[R-sig-hpc] how to get job index into R?

Unger, Kristian k.unger at imperial.ac.uk
Tue Nov 3 14:33:17 CET 2009


Many thanks Dirk!

I actually did exactly this in my R script. The problem was that I did not know how to get the job index into R. Richard Pearson who replied earlier gave me the R command for doing this which is "Sys.getenv". Using this command I easily grab the job index number by using Sys.getenv("PBS_ARRAY_INDEX").

Best wishes

Kristian Unger

_____ 

Dr Kristian Unger

Bioinformaticist Chernobyl Tissue Bank

Department of Histopathology

Imperial College London

Rm G02, Ground floor G Block
Hammersmith Hospital
Du Cane Road, 
London W12 0HS

Tel +44-20-8383-2443

Mob +44-795-1080619

Skype kristianunger

http://www1.imperial.ac.uk/medicine/about/divisions/is/histo/
http://www.chernobyltissuebank.com


-----Original Message-----
From: Dirk Eddelbuettel [mailto:edd at debian.org] 
Sent: 03 November 2009 12:36
To: Unger, Kristian
Cc: r-sig-hpc at r-project.org
Subject: Re: [R-sig-hpc] how to get job index into R?

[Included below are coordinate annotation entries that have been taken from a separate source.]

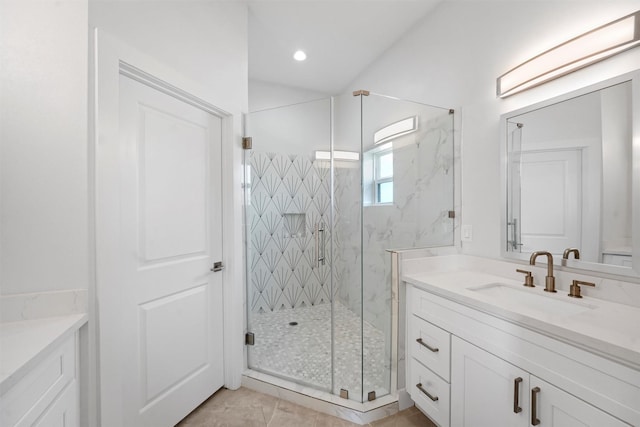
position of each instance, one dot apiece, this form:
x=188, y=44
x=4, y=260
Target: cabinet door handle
x=422, y=343
x=534, y=405
x=433, y=398
x=516, y=395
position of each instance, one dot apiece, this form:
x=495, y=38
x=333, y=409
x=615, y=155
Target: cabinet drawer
x=431, y=346
x=424, y=381
x=62, y=412
x=24, y=402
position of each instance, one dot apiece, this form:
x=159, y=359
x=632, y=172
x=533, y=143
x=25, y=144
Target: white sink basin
x=514, y=298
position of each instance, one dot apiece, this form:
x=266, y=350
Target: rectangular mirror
x=571, y=178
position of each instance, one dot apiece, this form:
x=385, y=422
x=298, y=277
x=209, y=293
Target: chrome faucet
x=549, y=281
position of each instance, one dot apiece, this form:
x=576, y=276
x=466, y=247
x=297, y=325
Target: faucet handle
x=574, y=289
x=528, y=279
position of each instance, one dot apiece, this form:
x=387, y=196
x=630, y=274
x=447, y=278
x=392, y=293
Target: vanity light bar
x=593, y=46
x=338, y=155
x=394, y=130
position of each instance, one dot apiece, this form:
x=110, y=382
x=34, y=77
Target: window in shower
x=383, y=176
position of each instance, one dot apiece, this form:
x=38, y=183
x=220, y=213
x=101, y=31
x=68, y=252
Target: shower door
x=288, y=219
x=399, y=195
x=331, y=187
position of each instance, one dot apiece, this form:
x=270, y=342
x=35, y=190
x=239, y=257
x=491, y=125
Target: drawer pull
x=422, y=343
x=534, y=404
x=516, y=395
x=433, y=398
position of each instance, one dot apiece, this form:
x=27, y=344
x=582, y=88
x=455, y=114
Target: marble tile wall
x=423, y=195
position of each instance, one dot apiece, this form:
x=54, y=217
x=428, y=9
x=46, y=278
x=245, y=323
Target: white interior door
x=551, y=200
x=170, y=232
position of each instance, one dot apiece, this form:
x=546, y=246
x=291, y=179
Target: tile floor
x=247, y=408
x=302, y=352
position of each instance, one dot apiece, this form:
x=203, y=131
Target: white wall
x=264, y=95
x=206, y=41
x=453, y=59
x=43, y=134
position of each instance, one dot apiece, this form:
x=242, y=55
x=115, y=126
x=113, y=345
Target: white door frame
x=111, y=58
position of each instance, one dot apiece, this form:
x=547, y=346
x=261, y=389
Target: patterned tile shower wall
x=289, y=195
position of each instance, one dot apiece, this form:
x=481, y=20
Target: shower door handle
x=319, y=244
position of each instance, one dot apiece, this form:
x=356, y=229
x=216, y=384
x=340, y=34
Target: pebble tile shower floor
x=302, y=352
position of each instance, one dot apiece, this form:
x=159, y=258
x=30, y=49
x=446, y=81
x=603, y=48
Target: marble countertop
x=24, y=343
x=606, y=328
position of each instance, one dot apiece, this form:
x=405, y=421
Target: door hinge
x=249, y=338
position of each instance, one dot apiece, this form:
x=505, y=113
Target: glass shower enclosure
x=330, y=187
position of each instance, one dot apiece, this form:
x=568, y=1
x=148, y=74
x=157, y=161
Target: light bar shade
x=395, y=130
x=338, y=155
x=593, y=46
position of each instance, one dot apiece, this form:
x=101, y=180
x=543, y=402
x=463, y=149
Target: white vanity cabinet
x=48, y=394
x=496, y=369
x=487, y=391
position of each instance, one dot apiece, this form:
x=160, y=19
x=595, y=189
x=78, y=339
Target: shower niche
x=330, y=187
x=294, y=225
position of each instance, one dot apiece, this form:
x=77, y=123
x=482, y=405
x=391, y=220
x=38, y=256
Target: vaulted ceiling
x=341, y=38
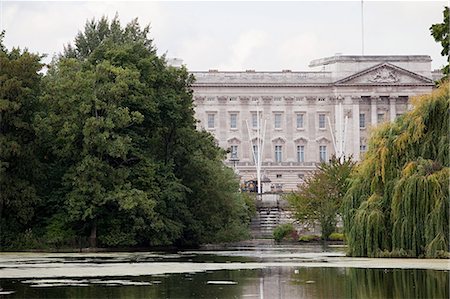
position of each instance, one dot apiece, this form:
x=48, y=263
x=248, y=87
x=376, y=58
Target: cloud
x=245, y=48
x=299, y=50
x=45, y=27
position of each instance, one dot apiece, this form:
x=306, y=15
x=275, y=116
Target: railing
x=237, y=164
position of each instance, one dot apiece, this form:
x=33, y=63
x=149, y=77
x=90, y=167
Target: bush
x=336, y=237
x=284, y=231
x=309, y=238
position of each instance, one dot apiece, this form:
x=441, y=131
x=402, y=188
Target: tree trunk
x=93, y=236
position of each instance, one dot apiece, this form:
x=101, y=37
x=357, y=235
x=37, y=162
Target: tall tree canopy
x=398, y=201
x=121, y=124
x=19, y=92
x=319, y=198
x=112, y=129
x=440, y=33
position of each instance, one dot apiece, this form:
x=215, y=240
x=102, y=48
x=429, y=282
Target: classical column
x=373, y=111
x=356, y=130
x=288, y=129
x=392, y=110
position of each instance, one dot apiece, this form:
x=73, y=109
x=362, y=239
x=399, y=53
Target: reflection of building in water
x=291, y=282
x=306, y=116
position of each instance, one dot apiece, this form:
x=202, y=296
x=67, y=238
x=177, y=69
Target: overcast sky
x=239, y=35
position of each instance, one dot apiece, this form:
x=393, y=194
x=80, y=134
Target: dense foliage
x=440, y=33
x=105, y=147
x=398, y=201
x=19, y=91
x=319, y=197
x=285, y=231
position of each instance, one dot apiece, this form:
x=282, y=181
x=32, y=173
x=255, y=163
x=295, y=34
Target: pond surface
x=265, y=272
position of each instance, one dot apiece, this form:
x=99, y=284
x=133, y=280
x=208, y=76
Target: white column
x=373, y=110
x=356, y=130
x=392, y=110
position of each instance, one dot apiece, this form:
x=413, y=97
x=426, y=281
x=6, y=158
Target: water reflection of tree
x=396, y=283
x=371, y=283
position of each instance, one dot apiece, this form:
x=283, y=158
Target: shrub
x=336, y=237
x=284, y=231
x=308, y=238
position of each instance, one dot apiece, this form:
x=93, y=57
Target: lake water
x=260, y=272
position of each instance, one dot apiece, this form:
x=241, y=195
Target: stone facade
x=306, y=116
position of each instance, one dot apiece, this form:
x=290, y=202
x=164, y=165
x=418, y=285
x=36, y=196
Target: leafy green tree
x=319, y=198
x=398, y=201
x=119, y=127
x=19, y=168
x=440, y=33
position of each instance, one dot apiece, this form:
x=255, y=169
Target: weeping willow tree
x=398, y=200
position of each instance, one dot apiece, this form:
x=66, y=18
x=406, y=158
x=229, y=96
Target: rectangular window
x=233, y=120
x=300, y=153
x=278, y=154
x=362, y=120
x=300, y=121
x=277, y=121
x=254, y=120
x=323, y=153
x=234, y=151
x=255, y=153
x=211, y=121
x=321, y=121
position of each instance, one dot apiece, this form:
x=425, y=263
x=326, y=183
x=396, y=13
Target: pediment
x=234, y=140
x=301, y=140
x=385, y=74
x=279, y=140
x=322, y=139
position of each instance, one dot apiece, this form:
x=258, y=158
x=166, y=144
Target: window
x=233, y=120
x=362, y=120
x=278, y=156
x=234, y=151
x=300, y=121
x=321, y=121
x=211, y=121
x=254, y=120
x=300, y=153
x=323, y=153
x=277, y=120
x=255, y=153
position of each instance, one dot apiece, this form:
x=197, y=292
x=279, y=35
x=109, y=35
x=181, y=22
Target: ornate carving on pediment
x=199, y=99
x=278, y=140
x=234, y=140
x=384, y=75
x=301, y=140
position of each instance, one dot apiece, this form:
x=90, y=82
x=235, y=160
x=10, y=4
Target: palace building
x=289, y=121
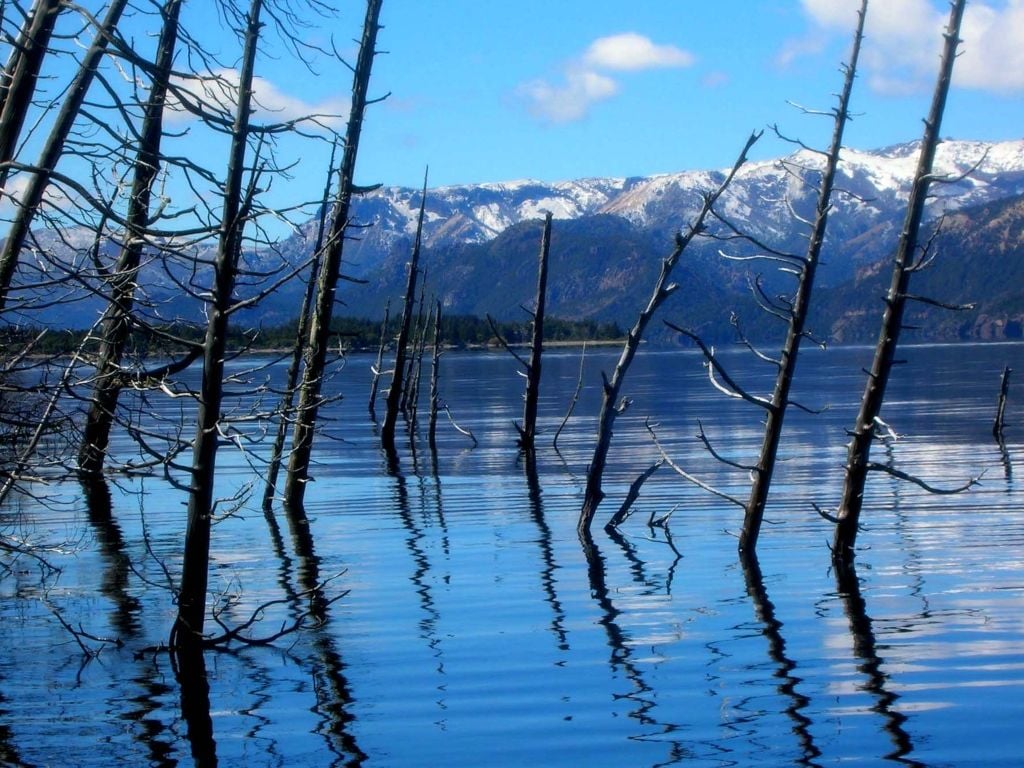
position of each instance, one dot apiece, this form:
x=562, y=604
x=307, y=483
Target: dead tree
x=327, y=281
x=379, y=363
x=292, y=377
x=435, y=367
x=611, y=406
x=394, y=392
x=29, y=203
x=187, y=631
x=905, y=262
x=792, y=310
x=798, y=310
x=531, y=367
x=527, y=432
x=1000, y=407
x=117, y=324
x=20, y=75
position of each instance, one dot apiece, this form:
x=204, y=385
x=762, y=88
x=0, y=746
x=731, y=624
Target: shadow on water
x=784, y=667
x=421, y=560
x=865, y=648
x=189, y=670
x=1008, y=467
x=334, y=693
x=8, y=753
x=115, y=584
x=548, y=580
x=643, y=695
x=153, y=733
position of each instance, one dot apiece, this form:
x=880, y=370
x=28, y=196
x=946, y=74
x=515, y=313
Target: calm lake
x=473, y=628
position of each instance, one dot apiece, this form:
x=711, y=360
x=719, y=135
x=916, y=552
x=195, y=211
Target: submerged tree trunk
x=375, y=382
x=435, y=359
x=117, y=316
x=187, y=632
x=29, y=203
x=527, y=432
x=1000, y=407
x=848, y=516
x=610, y=407
x=775, y=411
x=327, y=282
x=398, y=376
x=292, y=377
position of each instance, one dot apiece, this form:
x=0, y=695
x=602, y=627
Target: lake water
x=473, y=628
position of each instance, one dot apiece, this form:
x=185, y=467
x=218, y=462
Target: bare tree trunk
x=187, y=631
x=292, y=377
x=117, y=317
x=610, y=407
x=801, y=305
x=20, y=75
x=394, y=393
x=527, y=432
x=1000, y=407
x=33, y=197
x=327, y=283
x=848, y=517
x=435, y=360
x=375, y=382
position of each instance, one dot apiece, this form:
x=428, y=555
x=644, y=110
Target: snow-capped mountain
x=871, y=183
x=610, y=233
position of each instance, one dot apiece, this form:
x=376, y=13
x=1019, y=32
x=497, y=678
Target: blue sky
x=561, y=89
x=489, y=91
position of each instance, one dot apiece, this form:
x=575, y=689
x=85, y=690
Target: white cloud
x=571, y=100
x=993, y=48
x=585, y=82
x=904, y=38
x=270, y=104
x=631, y=52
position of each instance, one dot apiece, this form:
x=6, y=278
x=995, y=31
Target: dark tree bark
x=20, y=75
x=1000, y=407
x=327, y=282
x=776, y=408
x=376, y=380
x=527, y=432
x=435, y=367
x=394, y=393
x=117, y=317
x=610, y=404
x=50, y=156
x=857, y=466
x=187, y=631
x=292, y=377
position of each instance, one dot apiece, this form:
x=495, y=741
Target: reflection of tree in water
x=548, y=580
x=643, y=695
x=112, y=544
x=784, y=667
x=334, y=695
x=189, y=669
x=153, y=733
x=420, y=577
x=865, y=648
x=8, y=753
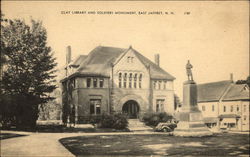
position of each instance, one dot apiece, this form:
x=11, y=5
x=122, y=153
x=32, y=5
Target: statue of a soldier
x=189, y=71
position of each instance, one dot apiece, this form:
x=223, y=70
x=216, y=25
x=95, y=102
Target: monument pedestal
x=190, y=118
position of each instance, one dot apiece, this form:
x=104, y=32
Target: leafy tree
x=177, y=102
x=247, y=81
x=29, y=75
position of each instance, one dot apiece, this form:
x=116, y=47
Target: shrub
x=115, y=121
x=153, y=119
x=107, y=121
x=120, y=121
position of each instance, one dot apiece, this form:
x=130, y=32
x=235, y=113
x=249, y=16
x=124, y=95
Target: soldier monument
x=190, y=118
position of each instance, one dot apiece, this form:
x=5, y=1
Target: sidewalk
x=45, y=144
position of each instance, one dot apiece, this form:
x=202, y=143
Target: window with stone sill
x=101, y=82
x=120, y=80
x=135, y=80
x=245, y=117
x=95, y=106
x=203, y=108
x=95, y=82
x=159, y=85
x=160, y=105
x=88, y=82
x=154, y=84
x=140, y=79
x=164, y=84
x=130, y=80
x=125, y=80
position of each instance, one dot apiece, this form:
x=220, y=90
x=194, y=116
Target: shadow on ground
x=217, y=145
x=63, y=129
x=9, y=135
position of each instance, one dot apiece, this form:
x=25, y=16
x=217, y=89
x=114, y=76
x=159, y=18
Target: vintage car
x=165, y=127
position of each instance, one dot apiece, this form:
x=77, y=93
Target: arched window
x=130, y=80
x=140, y=78
x=154, y=84
x=125, y=80
x=135, y=80
x=120, y=80
x=159, y=85
x=164, y=84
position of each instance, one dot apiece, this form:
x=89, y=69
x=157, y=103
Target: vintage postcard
x=124, y=78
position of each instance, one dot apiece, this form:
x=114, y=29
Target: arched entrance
x=131, y=107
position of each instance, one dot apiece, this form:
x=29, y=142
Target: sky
x=213, y=35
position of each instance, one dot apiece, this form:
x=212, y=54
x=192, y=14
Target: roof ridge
x=215, y=82
x=148, y=60
x=226, y=91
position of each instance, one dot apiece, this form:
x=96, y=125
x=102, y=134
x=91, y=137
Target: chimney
x=231, y=77
x=157, y=59
x=68, y=54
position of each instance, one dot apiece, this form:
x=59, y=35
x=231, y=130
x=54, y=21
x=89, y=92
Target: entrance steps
x=136, y=125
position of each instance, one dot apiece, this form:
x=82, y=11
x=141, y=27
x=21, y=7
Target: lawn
x=9, y=135
x=227, y=144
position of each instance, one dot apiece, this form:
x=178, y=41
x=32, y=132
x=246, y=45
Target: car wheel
x=165, y=130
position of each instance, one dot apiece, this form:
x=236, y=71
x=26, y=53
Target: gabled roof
x=229, y=116
x=237, y=92
x=212, y=91
x=100, y=60
x=223, y=90
x=78, y=60
x=156, y=72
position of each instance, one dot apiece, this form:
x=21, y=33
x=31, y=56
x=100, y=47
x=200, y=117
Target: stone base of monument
x=191, y=125
x=191, y=122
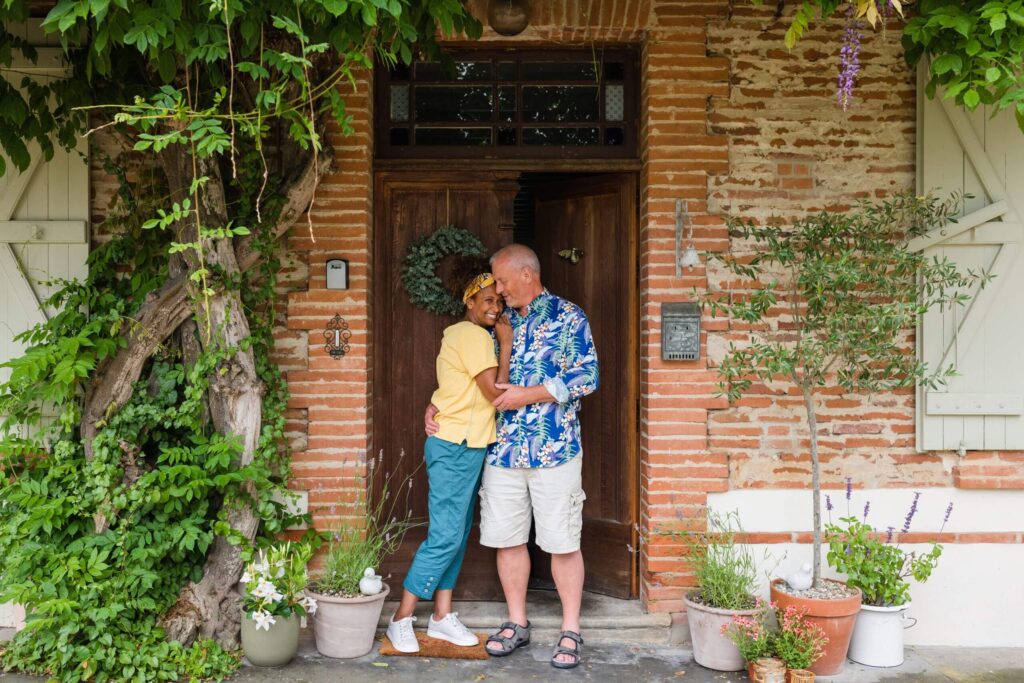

On 3 November 2009 at 10:50, Unger, Kristian wrote:
| Hi there!
| 
| I am fairly new to HPC therefore I am asking a pretty basic question. I would like to submit a job array which uses one single R script. The R script uses one dataset which I want to analyse a defined set of say 100 sets of variables. Which variables to choose should be determined by the job array index number. But how can the job index number handed over to the R script? Would this concept work out at all?

One common approach is to enumerate the set of variable or values in a data
structure and to then unroll that data.structure.  E.g.

R> z <- 1:9
R> sapply(z, function(x) x^2)
[1]  1  4  9 16 25 36 49 64 81
R> 

Conceptually, parallel computing is the same:  create a data structure 'z',
and then use anything from, say, mclapply (from multicore) or parSapply (from
snow) to unroll the computing of a function over z as I did here.

See e.g. my 'Intro to HPC with R' tutorial slides for more examples.

Cheers, Dirk
 
-- 
Three out of two people have difficulties with fractions.